DRRC Organization and Operation
Douglas Ridge Rifle Club was founded in 1956. The Club sits on about 130 acres of woods (primarily Douglas Fir), open meadows, and a ridge rising 400 feet above the flatland. Neighboring properties are a mix of agricultural land, residences, and commercial businesses. DRRC is operated under a conditional use permit, and over the years DRRC has expanded to include six ranges, with a membership of over 800 people, and supports more than a dozen shooting disciplines. Our 1,000-yard Range is the longest Long Range in the state and one of the very few on the west coast.
DRRC is run by a board of officers governed by a set of by-laws. Officers are President, Vice President, Secretary, Treasurer, and Executive Officer. There are also six board mebers/trustees and a range host who lives on the property. A Chief Range Safety Officer is in charge of training Range Safety Officers (RSOs) who, in turn, supervise shooting safety at the range.
Individual shooting disciplines are organized and directed by Discipline Directors who are approved by the board and in charge of organizing, scheduling and running matches and practices.

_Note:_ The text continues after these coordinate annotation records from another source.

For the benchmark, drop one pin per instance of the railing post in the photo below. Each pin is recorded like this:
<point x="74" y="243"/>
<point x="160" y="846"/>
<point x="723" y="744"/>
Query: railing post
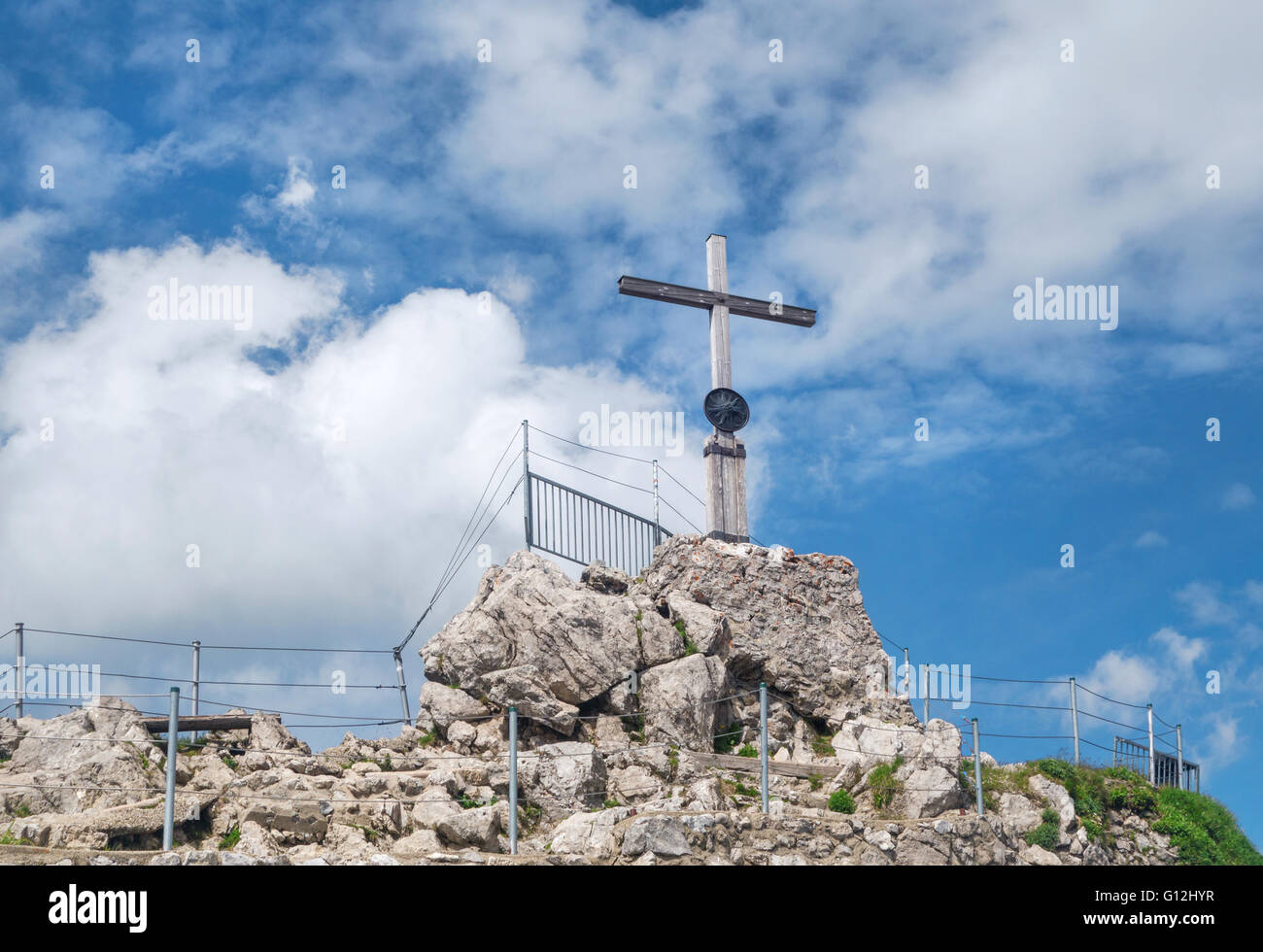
<point x="197" y="677"/>
<point x="168" y="821"/>
<point x="403" y="687"/>
<point x="977" y="767"/>
<point x="657" y="527"/>
<point x="526" y="480"/>
<point x="1149" y="708"/>
<point x="925" y="694"/>
<point x="1074" y="717"/>
<point x="513" y="780"/>
<point x="1179" y="757"/>
<point x="763" y="740"/>
<point x="21" y="670"/>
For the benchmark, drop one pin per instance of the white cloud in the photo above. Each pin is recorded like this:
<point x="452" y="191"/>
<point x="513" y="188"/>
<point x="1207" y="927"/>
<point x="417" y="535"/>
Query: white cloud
<point x="165" y="434"/>
<point x="1124" y="677"/>
<point x="1203" y="602"/>
<point x="1181" y="652"/>
<point x="298" y="192"/>
<point x="1238" y="496"/>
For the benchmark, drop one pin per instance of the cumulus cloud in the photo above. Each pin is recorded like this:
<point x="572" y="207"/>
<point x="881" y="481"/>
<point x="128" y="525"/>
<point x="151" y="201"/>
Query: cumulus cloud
<point x="324" y="493"/>
<point x="1201" y="600"/>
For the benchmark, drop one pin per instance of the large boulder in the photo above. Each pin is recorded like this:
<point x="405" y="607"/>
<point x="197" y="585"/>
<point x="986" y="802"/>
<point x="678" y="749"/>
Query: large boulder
<point x="97" y="755"/>
<point x="593" y="834"/>
<point x="563" y="775"/>
<point x="796" y="622"/>
<point x="442" y="704"/>
<point x="561" y="640"/>
<point x="680" y="701"/>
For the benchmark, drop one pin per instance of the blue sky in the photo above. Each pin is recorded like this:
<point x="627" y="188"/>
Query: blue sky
<point x="324" y="459"/>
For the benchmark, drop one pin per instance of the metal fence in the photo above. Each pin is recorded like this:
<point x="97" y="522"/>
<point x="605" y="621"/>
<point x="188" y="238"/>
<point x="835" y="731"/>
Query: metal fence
<point x="581" y="527"/>
<point x="1167" y="770"/>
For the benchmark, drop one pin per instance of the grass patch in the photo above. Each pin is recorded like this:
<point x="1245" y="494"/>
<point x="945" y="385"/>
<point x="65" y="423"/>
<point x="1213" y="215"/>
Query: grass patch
<point x="883" y="784"/>
<point x="231" y="838"/>
<point x="690" y="648"/>
<point x="1203" y="830"/>
<point x="841" y="801"/>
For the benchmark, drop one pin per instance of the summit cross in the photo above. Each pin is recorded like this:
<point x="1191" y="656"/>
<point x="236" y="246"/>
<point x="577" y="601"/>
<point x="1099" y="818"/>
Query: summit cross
<point x="724" y="454"/>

They are aided by Range Safety Officers to insure that all range activities are safe.
A Monthly newsletter is published and provided to members. Each newsletter has current range information and other information that members need to be aware of, a calendar of events for each day of the month, and the names and phone numbers of all Officers, Discipline Directors, and other key people.

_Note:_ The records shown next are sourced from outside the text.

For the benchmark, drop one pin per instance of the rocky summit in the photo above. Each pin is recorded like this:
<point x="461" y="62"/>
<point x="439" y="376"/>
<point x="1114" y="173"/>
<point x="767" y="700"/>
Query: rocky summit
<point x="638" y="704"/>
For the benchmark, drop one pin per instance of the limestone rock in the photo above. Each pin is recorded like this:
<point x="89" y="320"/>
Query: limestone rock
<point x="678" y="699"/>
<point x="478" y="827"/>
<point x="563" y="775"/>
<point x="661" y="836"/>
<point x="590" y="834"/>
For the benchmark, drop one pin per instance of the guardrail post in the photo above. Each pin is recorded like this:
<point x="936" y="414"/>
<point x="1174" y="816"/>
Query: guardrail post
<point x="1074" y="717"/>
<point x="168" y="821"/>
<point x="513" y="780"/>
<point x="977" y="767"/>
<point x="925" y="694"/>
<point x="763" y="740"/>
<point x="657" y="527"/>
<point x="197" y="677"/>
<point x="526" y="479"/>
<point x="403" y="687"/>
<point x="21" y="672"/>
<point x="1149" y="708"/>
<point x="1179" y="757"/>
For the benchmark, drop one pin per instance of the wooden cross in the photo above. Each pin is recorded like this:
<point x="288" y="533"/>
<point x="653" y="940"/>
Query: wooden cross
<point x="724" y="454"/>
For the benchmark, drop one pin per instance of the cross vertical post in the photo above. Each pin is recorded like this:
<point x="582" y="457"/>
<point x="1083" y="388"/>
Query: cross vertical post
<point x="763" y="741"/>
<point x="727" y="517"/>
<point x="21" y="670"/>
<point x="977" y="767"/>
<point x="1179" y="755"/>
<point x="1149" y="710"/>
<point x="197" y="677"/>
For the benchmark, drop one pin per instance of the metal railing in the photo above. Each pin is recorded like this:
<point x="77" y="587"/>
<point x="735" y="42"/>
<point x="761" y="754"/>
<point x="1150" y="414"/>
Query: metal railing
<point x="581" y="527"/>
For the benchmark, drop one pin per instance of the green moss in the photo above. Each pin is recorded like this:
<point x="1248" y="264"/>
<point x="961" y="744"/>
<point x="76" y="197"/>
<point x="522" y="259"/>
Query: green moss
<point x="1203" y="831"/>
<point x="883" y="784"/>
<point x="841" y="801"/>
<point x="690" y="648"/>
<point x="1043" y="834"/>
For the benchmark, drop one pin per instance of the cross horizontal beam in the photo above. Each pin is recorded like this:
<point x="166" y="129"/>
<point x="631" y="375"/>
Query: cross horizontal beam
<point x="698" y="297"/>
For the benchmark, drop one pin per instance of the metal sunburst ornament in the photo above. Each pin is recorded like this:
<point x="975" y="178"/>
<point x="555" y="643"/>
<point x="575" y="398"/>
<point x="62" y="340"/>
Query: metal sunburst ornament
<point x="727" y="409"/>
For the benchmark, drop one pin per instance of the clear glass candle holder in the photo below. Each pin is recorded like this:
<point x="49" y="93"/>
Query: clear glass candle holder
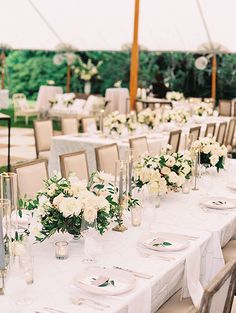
<point x="61" y="250"/>
<point x="186" y="186"/>
<point x="136" y="215"/>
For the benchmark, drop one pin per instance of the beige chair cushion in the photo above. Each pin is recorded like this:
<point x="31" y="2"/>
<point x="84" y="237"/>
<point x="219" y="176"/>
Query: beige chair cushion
<point x="30" y="179"/>
<point x="69" y="126"/>
<point x="229" y="251"/>
<point x="44" y="155"/>
<point x="76" y="164"/>
<point x="174" y="305"/>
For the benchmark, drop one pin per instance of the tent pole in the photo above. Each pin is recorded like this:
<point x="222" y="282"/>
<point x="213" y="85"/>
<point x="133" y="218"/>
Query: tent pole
<point x="68" y="79"/>
<point x="134" y="59"/>
<point x="213" y="77"/>
<point x="2" y="70"/>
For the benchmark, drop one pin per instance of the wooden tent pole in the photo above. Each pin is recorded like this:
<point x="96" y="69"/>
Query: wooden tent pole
<point x="68" y="79"/>
<point x="3" y="57"/>
<point x="134" y="59"/>
<point x="213" y="77"/>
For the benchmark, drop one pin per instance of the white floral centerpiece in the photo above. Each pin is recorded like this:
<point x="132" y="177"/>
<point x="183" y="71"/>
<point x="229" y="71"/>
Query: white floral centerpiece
<point x="211" y="152"/>
<point x="63" y="203"/>
<point x="174" y="95"/>
<point x="148" y="117"/>
<point x="164" y="172"/>
<point x="203" y="109"/>
<point x="115" y="123"/>
<point x="179" y="116"/>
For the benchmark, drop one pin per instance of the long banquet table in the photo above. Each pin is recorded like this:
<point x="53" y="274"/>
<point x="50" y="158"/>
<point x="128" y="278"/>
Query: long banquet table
<point x="178" y="213"/>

Monthly general membership meetings are held at the clubhouse and are open to all members, and all are encouraged to attend. There are also monthly Board meetings. General membership meeting are usuallly on the first Thursday of the month and regular Board meetings are usually on the last Thursday of the month. Check the calendar for changes or variations to this schedule.
Douglas Ridge Rifle Club is Handicapped friendly.
DRRC is totally member-supported. Part of each member's responsibilities is to contribute some of their time and energy each year to maintain and/or improve the club. This can be accomplished by volunteering to help at club events (e.g. competitions), at hunter sight-in days in the fall, range clean-up days in the spring, other range work days, and/or doing specific jobs that frequently occur. Every member has one or more talents than can be used by the club. Whatever you can do, it will benefit the club and the shooting sports.